- Assess your skills: Think about your biggest strengths. Are you an excellent communicator? Do you love solving problems? Make a list of your top skills and think about how you can use them in a career. For example: An anthropology major who excels in interpersonal communication, writing, and creativity may pursue a career as a documentary film producer or a magazine reporter.
- Research your options: Let the internet be your guide to endless possibilities. Many websites exist to provide comprehensive information on majors, careers, educational requirements, etc. that will prove extremely useful when selecting a career. Some you may choose to check out are What Can I Do With a Major In…?, Occupational Outlook Handbook, and College Board.
- Think out of the box: Imagine what your 8-year-old self wanted to be when he or she grew up. Do you still dream of working with the FBI and cracking the most difficult cases? Why not get paid for it and put that sociology degree to work providing aide to profilers and detectives in investigating mysteries and preventing crime?
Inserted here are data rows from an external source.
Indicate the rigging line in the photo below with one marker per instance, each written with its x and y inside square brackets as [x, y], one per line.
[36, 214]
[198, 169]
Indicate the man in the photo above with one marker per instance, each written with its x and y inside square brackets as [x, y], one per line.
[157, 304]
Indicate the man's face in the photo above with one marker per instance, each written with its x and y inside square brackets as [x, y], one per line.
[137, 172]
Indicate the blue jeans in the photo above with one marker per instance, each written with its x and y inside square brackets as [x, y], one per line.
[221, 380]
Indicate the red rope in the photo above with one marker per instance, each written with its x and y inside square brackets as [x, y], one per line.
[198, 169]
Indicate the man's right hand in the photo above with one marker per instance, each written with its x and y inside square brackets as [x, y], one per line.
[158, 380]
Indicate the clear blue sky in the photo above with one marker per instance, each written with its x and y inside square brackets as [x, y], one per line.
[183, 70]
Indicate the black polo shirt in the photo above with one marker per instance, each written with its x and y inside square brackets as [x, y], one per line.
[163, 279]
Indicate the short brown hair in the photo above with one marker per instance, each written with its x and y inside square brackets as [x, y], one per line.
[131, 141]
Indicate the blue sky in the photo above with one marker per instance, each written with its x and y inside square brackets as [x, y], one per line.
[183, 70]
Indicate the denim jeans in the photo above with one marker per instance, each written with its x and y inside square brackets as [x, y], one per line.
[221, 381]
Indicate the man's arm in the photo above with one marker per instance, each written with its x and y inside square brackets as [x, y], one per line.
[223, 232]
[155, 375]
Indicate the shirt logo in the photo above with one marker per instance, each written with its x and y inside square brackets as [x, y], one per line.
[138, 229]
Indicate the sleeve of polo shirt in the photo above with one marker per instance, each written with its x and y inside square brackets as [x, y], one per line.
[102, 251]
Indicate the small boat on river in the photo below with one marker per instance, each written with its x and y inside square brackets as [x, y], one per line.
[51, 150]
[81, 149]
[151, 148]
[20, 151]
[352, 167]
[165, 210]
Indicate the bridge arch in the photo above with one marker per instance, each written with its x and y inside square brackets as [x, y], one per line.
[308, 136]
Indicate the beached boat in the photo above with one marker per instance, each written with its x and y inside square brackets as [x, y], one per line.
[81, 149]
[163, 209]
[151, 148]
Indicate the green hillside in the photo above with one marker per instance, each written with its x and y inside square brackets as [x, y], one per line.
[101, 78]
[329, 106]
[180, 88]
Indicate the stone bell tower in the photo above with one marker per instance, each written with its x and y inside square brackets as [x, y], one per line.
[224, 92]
Being creative with your skills can translate into a multitude of career options.
Start thinking now about what career your major will lead to, and explore your options. Avoid restricting yourself to the obvious job choices that you may not be satisfied with in the long run. So what if you love history but don’t want to spend your days in the classroom? There are dozens of other options out there for you to consider, and Career Development Services can help you each step of the way.